Submitted to: Acta Horticulturae
Publication Type: Peer Reviewed Journal
Publication Acceptance Date: 7/15/2002
Publication Date: 12/5/2002
Citation: Stringer, S.J., Spiers, J.M., Marshall, D.A., Braswell, J. 2002. Effects of hydrogen cyanamide application rates and timing on fruit and foliage of climax rabbiteye blueberry. Acta Horticulturae. 574:241-251.

Interpretive Summary: Blueberry varieties require exposure to varying amounts of chilling (hours of exposure to temperatures below 7.2 C) to break floral bud and leaf bud dormancy. Leaf buds may sometimes require greater chilling than flower buds to break dormancy. As a result of this discrepancy, certain early blooming varieties such as the widely grown rabbiteye blueberry cultivar Climax may bloom heavily and set many berries but have too few leaves to support a heavy berry crop. Also, fewer leaves reduce the number of the next season's berry producing buds and leaves. Hydrogen cyanamide (Dormex) is a plant growth regulator that has been used in many fruit crops to increase leafing. A field study demonstrated that 1.0 percent, 1.5 percent and 2.0 percent solutions of hydrogen cyanamide stimulated leaf development in blueberries. However, caution must be taken when applying hydrogen cyanamide, as more advanced berry-producing buds can be injured. The longer-term effects of enhanced leaf production of the health and productivity of Climax plants during subsequent cropping seasons are being studied.

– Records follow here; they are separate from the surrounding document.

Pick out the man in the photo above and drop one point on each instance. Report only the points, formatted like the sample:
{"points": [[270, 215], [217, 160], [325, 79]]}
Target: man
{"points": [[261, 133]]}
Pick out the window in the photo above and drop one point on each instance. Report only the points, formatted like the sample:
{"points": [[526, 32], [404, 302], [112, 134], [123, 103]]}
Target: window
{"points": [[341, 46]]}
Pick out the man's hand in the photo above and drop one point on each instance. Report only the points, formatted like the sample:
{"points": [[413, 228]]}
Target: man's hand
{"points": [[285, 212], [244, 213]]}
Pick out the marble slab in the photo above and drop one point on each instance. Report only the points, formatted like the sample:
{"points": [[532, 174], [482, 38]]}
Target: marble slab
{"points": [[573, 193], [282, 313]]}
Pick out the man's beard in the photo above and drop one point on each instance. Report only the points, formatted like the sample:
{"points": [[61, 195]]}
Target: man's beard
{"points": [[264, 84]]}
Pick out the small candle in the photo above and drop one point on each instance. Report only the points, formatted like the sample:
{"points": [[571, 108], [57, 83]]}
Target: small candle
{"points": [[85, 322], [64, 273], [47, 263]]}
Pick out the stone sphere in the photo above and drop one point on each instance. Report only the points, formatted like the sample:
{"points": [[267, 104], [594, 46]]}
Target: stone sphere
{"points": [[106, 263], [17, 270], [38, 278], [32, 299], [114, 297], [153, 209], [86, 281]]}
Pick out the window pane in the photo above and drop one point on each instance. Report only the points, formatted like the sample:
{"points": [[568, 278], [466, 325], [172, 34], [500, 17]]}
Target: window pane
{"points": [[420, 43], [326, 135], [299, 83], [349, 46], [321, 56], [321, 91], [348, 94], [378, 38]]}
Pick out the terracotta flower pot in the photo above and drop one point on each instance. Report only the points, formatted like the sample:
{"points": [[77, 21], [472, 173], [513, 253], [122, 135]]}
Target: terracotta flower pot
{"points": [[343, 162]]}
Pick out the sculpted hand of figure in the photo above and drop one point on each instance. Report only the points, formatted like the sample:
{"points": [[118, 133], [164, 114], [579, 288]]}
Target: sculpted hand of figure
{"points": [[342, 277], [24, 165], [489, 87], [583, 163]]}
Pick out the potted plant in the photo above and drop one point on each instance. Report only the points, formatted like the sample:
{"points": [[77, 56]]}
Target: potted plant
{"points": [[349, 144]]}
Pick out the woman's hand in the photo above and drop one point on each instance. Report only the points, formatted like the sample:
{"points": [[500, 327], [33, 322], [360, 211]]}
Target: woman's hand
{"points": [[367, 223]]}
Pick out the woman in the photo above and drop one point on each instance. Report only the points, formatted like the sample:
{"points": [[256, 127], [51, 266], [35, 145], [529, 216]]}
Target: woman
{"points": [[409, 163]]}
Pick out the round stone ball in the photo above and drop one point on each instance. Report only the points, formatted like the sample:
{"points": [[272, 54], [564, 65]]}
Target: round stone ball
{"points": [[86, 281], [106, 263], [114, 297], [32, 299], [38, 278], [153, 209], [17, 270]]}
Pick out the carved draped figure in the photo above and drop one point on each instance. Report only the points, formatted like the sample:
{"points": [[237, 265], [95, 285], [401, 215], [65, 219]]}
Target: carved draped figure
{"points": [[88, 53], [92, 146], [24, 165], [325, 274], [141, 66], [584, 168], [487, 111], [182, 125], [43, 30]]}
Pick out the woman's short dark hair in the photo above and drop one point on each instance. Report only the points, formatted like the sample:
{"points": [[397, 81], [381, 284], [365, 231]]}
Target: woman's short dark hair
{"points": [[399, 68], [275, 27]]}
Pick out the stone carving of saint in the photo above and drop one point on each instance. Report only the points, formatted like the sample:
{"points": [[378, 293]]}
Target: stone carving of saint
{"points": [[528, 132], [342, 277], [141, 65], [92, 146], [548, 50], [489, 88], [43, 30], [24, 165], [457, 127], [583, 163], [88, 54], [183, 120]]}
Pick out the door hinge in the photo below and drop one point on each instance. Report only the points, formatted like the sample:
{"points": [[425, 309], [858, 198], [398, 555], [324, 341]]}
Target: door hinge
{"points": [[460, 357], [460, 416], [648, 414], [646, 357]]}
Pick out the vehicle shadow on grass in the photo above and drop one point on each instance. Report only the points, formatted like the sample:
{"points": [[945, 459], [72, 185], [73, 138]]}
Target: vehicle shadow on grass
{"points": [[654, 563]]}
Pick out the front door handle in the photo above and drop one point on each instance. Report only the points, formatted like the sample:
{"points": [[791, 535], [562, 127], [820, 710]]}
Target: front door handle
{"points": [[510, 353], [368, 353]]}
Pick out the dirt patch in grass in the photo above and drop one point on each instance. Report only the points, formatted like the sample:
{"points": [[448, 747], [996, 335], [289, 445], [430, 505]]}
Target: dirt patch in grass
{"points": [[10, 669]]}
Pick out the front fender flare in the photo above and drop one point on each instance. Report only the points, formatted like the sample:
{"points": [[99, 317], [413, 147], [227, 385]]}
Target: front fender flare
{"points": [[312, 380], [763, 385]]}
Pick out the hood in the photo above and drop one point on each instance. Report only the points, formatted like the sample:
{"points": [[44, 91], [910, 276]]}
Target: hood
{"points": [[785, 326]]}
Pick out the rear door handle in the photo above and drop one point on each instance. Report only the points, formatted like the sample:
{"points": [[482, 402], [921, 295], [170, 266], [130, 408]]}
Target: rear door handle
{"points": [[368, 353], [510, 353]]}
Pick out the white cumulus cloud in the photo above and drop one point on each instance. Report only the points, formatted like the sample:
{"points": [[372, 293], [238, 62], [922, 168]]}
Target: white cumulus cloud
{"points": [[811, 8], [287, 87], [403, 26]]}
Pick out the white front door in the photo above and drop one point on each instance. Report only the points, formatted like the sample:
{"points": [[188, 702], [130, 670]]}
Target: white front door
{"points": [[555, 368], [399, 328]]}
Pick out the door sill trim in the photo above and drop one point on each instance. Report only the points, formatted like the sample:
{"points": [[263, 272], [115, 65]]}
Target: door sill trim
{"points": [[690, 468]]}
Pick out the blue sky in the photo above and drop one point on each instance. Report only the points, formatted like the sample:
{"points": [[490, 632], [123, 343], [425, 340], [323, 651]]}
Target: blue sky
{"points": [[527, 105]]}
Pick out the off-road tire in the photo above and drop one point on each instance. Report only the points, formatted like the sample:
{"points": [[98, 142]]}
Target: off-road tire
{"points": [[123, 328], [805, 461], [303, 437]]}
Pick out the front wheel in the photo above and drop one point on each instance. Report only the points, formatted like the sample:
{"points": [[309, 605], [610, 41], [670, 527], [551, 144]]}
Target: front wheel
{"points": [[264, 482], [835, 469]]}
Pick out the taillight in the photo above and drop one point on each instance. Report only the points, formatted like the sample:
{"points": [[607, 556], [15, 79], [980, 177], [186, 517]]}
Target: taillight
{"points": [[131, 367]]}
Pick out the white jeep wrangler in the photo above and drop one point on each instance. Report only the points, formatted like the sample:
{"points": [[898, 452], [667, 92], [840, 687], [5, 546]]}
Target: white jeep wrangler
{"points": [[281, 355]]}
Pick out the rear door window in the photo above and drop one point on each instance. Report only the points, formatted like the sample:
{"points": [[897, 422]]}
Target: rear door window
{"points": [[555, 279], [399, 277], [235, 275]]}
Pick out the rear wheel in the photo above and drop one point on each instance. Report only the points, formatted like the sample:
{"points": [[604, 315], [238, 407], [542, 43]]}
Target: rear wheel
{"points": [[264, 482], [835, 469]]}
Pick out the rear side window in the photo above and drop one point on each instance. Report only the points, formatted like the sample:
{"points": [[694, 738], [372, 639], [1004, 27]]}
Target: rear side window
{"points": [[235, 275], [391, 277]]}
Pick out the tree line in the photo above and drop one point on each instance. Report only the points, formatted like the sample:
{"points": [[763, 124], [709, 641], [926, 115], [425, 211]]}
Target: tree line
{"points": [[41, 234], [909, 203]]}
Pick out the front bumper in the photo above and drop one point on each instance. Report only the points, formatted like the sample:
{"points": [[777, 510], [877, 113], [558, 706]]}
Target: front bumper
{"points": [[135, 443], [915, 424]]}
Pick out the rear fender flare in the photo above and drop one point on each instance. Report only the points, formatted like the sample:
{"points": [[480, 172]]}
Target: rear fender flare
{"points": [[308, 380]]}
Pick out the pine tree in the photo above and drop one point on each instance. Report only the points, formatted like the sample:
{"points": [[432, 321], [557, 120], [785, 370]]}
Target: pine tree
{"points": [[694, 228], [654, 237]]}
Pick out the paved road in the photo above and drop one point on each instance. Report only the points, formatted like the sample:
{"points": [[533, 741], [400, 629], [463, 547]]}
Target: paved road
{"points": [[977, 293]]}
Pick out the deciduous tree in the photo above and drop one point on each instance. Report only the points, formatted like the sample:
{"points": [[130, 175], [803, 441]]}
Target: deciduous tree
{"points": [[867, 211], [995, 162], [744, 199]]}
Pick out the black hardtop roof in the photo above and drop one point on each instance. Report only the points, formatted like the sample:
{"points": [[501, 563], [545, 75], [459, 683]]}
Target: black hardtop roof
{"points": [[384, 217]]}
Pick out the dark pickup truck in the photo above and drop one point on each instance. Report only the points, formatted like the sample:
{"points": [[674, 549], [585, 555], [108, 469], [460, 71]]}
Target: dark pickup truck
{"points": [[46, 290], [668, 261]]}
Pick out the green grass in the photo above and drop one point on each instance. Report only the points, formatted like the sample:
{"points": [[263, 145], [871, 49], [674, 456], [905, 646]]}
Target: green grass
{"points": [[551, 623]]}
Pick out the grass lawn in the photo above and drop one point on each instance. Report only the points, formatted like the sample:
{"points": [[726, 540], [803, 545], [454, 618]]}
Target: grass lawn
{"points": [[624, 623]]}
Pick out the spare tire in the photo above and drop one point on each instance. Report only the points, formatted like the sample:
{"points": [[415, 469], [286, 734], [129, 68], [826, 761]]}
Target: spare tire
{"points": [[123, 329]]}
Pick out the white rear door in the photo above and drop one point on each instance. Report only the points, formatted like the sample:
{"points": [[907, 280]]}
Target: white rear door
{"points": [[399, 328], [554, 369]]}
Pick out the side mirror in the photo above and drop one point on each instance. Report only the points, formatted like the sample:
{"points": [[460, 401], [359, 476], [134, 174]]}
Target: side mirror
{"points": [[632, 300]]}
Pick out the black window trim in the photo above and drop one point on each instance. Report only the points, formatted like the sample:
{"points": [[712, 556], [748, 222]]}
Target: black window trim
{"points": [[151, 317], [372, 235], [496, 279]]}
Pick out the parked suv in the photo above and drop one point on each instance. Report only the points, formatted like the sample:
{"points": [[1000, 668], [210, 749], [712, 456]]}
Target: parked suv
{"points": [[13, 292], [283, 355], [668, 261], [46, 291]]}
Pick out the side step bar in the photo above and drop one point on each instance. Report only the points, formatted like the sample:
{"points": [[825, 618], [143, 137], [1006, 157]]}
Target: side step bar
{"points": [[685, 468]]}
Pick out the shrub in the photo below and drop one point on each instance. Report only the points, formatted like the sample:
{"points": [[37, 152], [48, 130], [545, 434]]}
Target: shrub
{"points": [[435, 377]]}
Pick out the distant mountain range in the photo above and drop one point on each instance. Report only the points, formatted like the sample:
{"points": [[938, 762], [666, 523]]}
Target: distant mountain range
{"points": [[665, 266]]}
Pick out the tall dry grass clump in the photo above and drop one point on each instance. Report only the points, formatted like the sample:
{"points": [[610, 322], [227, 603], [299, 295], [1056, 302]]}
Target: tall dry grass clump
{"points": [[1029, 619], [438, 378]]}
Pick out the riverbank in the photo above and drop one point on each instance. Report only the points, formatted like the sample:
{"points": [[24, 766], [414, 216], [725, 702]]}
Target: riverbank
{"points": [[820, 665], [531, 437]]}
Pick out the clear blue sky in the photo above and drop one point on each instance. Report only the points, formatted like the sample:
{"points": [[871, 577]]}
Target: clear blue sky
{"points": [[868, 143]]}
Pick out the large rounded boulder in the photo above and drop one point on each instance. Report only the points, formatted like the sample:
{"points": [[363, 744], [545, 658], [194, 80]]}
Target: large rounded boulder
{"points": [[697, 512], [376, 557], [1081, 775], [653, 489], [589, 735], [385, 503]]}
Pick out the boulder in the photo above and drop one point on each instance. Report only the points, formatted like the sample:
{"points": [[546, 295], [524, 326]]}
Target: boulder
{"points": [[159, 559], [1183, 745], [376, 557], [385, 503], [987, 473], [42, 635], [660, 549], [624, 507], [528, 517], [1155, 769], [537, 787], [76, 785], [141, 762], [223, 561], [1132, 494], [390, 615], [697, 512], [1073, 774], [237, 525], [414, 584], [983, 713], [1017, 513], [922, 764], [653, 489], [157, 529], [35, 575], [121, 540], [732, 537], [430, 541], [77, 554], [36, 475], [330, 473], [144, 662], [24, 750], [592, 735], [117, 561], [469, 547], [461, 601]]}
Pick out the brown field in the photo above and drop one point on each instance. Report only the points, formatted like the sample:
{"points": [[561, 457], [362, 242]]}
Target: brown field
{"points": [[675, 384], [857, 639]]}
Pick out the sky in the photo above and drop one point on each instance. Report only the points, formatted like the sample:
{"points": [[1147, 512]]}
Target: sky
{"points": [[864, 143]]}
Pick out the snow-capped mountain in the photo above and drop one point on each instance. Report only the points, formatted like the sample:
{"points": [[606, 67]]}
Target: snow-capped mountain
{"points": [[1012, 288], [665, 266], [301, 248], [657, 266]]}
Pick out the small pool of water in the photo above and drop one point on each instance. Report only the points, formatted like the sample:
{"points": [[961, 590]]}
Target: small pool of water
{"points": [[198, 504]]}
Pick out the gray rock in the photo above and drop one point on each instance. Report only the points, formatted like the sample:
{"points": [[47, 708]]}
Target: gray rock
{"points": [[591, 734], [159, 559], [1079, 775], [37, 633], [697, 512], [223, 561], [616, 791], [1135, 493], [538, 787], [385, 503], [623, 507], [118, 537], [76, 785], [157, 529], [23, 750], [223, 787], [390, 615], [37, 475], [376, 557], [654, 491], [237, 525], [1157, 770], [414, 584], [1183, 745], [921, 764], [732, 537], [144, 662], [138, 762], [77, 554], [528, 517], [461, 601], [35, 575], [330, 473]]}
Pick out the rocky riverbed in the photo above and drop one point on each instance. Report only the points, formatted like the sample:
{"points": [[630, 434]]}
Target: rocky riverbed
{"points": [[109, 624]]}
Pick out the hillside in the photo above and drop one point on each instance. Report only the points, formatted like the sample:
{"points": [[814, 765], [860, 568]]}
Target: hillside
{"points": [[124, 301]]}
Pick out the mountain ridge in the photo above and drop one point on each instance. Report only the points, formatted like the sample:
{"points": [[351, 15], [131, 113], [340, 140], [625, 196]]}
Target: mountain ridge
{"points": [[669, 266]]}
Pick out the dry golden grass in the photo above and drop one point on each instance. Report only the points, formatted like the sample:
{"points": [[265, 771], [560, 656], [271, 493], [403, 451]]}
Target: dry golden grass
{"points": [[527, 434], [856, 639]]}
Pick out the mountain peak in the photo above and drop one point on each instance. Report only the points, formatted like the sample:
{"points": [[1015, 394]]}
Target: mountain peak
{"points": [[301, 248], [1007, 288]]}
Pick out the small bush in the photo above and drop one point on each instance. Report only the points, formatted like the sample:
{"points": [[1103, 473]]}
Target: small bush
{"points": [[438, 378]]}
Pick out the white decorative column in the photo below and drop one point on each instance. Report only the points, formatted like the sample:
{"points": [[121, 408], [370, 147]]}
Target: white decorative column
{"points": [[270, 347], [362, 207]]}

Technical Abstract: A field study was conducted to evaluate the effects of flower bud pruning or utilizing differing rates of hydrogen cyanamide, on development of vegetative and floral buds, as well as on leaf area, vegetative coverage, fruit damage and development, and yield. In this study, hydrogen cyanamide applications increased the total leaf area of leaves arising from terminal leaf buds and also the overall vegetative coverage. Results of this study suggested that in years in which chilling hours are sufficient to result in balanced floral and vegetative bud break and development, cultural practices for promoting the development of leaves of Climax may be of little benefit for enhancing fruit production for that particular season. Results also suggested that application made too late in the season, when as few as 10 percent of flower buds are in stage three of development, excessive flower bud injury and yield reductions may occur. However, the effects of these particular treatments on foliage and fruiting during the following season are yet to be determined.